Crude Oil Continues to Build Base
- WTI continues consolidation
- $50 extraordinarily important
- Moving averages just above
The crude oil markets continue to be relatively choppy during the week, as the $50 level underneath keeps offering quite a bit of psychological and structural support. Ultimately, this is a market that should continue to see a lot of interest just below because the $50 level is historically important. This, of course, will attract a lot of headlines. There are a lot of fundamental factors out there as well that are pushing and pulling the crude oil markets back and forth.
There is still a significant amount of tension in the Middle East, and with the Iranian refinery catching fire at the weekend, there is the suspicion that perhaps the Saudi Arabian government has retaliated.
The technical analysis continues to be somewhat consolidated, mainly because the 50-day EMA is sitting just above the $55 level – which, of course, has its own importance to lend to the market. Pullbacks at this point should continue to find plenty of support underneath. It should be pointed out that the shorter-term charts have shown a significant amount of buying pressure at the $51 level that extends down to the $50 level.
Looking at the chart, there has been a significant amount of resistance at the $60 level. Historically, oil markets do tend to move in $10 increments. With that being the case, it makes sense that perhaps traders will continue to look at this range to go back and forth, and there are also concerns about demand. When it comes to energy, global growth has been under serious pressure.
Range-bound systems will possibly continue to be employed in this market, with its borders being well defined. That doesn’t mean it won’t be noisy and choppy along the way. Looking at dips, though, there should be buying opportunities. There should also be selling opportunities above. With that said, the 50-day EMA being broken to the upside allows for the longer-term consolidation area to become more the norm. The $60 level should cause significant resistance, as it has in the past, based on “market memory”.

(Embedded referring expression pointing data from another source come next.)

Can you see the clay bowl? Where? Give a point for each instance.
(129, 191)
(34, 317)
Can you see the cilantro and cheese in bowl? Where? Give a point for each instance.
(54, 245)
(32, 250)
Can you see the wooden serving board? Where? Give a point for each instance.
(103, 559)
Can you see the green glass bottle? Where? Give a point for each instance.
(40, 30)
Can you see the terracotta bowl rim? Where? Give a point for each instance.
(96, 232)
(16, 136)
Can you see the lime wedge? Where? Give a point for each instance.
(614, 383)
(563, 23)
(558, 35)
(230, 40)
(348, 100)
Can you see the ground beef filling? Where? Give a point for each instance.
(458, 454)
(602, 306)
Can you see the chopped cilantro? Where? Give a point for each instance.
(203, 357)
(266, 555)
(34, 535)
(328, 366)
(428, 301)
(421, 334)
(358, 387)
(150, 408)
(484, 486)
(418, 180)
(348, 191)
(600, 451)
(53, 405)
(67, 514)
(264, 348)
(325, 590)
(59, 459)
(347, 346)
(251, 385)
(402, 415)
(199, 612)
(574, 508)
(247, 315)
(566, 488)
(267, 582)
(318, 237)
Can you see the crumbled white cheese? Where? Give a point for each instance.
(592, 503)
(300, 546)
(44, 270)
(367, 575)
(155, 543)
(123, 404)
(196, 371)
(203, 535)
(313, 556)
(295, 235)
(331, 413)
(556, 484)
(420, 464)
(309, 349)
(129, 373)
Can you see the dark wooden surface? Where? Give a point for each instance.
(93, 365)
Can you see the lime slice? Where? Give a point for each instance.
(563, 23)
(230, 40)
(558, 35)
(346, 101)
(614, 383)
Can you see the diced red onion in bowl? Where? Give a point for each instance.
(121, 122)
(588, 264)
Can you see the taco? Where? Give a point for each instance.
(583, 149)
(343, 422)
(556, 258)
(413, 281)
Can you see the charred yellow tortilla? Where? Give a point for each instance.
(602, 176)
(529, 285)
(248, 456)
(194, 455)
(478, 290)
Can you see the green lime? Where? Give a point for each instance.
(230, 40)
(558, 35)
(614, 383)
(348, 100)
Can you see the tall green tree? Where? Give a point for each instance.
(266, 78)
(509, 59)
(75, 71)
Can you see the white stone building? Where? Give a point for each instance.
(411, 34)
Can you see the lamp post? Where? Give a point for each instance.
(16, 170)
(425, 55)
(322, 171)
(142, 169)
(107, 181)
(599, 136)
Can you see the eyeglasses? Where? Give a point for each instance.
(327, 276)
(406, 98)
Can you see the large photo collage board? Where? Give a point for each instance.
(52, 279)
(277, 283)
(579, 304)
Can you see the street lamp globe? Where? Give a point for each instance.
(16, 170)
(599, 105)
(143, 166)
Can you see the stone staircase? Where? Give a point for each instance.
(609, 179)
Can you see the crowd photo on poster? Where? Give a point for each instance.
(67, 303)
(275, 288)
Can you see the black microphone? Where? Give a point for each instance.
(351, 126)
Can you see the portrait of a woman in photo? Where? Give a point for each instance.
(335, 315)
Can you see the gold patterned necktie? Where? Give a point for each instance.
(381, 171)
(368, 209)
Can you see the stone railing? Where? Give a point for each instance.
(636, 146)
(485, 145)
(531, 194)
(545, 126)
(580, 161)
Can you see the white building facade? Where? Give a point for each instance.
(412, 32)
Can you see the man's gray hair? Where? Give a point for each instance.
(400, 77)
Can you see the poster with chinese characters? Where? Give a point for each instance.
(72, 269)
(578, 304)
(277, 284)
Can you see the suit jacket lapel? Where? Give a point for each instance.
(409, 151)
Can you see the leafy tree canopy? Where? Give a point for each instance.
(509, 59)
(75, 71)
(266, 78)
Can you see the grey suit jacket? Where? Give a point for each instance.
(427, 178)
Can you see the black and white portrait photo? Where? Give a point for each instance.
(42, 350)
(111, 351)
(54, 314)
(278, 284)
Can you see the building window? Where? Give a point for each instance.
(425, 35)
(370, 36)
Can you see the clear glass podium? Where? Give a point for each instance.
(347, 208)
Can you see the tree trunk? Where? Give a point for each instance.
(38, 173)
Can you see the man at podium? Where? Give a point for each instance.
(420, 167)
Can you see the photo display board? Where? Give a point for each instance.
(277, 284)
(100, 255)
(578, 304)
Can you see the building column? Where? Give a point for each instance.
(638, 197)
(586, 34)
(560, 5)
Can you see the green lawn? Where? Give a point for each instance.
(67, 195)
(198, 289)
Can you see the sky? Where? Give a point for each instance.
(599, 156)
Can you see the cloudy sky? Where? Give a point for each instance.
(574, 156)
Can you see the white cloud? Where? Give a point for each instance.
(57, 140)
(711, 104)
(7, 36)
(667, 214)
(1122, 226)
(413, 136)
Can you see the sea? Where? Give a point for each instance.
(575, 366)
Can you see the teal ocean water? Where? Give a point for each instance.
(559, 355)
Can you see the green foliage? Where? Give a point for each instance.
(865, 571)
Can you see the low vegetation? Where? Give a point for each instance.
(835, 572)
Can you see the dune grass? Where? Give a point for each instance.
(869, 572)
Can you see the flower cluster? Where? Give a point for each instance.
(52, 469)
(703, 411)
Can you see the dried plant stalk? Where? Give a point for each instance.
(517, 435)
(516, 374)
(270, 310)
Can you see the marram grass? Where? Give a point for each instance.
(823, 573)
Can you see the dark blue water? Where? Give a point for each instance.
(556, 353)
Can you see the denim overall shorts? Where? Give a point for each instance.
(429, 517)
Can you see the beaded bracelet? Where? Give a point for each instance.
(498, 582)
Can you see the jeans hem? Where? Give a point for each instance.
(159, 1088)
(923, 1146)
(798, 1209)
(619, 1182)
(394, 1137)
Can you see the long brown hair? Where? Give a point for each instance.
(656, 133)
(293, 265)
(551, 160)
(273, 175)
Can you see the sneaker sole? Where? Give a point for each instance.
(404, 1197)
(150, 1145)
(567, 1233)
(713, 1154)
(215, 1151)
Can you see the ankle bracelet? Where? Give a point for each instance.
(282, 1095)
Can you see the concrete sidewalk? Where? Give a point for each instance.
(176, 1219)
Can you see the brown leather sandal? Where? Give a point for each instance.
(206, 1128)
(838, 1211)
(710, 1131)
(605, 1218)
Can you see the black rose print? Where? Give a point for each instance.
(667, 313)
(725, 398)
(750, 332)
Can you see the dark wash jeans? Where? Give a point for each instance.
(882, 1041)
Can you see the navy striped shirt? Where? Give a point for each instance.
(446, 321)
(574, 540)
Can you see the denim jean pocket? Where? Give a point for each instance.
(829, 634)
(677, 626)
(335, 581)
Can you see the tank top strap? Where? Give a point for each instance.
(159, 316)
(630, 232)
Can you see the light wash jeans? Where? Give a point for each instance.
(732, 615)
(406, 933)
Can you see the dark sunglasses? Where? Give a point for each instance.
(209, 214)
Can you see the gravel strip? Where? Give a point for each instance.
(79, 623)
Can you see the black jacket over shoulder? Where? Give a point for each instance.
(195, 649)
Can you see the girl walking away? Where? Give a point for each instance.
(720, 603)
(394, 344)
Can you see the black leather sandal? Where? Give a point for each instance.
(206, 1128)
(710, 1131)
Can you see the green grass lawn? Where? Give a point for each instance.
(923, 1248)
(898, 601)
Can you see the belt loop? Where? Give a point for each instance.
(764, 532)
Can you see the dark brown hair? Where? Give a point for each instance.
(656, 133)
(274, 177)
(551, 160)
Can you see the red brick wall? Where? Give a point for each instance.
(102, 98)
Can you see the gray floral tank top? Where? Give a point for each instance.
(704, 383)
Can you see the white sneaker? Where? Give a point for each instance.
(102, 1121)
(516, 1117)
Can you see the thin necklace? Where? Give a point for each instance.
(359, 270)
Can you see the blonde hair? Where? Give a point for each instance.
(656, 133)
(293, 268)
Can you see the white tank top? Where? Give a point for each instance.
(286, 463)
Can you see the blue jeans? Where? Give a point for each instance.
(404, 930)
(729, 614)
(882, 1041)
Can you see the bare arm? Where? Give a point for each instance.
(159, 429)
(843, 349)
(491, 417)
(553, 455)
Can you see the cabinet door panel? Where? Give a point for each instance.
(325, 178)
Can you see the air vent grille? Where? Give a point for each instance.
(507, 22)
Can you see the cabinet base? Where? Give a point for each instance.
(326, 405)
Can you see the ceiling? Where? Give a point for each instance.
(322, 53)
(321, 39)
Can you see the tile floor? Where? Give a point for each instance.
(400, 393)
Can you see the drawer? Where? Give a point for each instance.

This should continue to be an active market. Intraday trading is probably best as well, with an eye on the larger level. Ultimately, there is something of a limit as to how high the oil markets can go due to the economic slowdowns around the world. However, with the tension underneath the surface in the Middle East, there is also always going to be the possibility of a sudden shot higher. Caution and small position sizing should lead the way.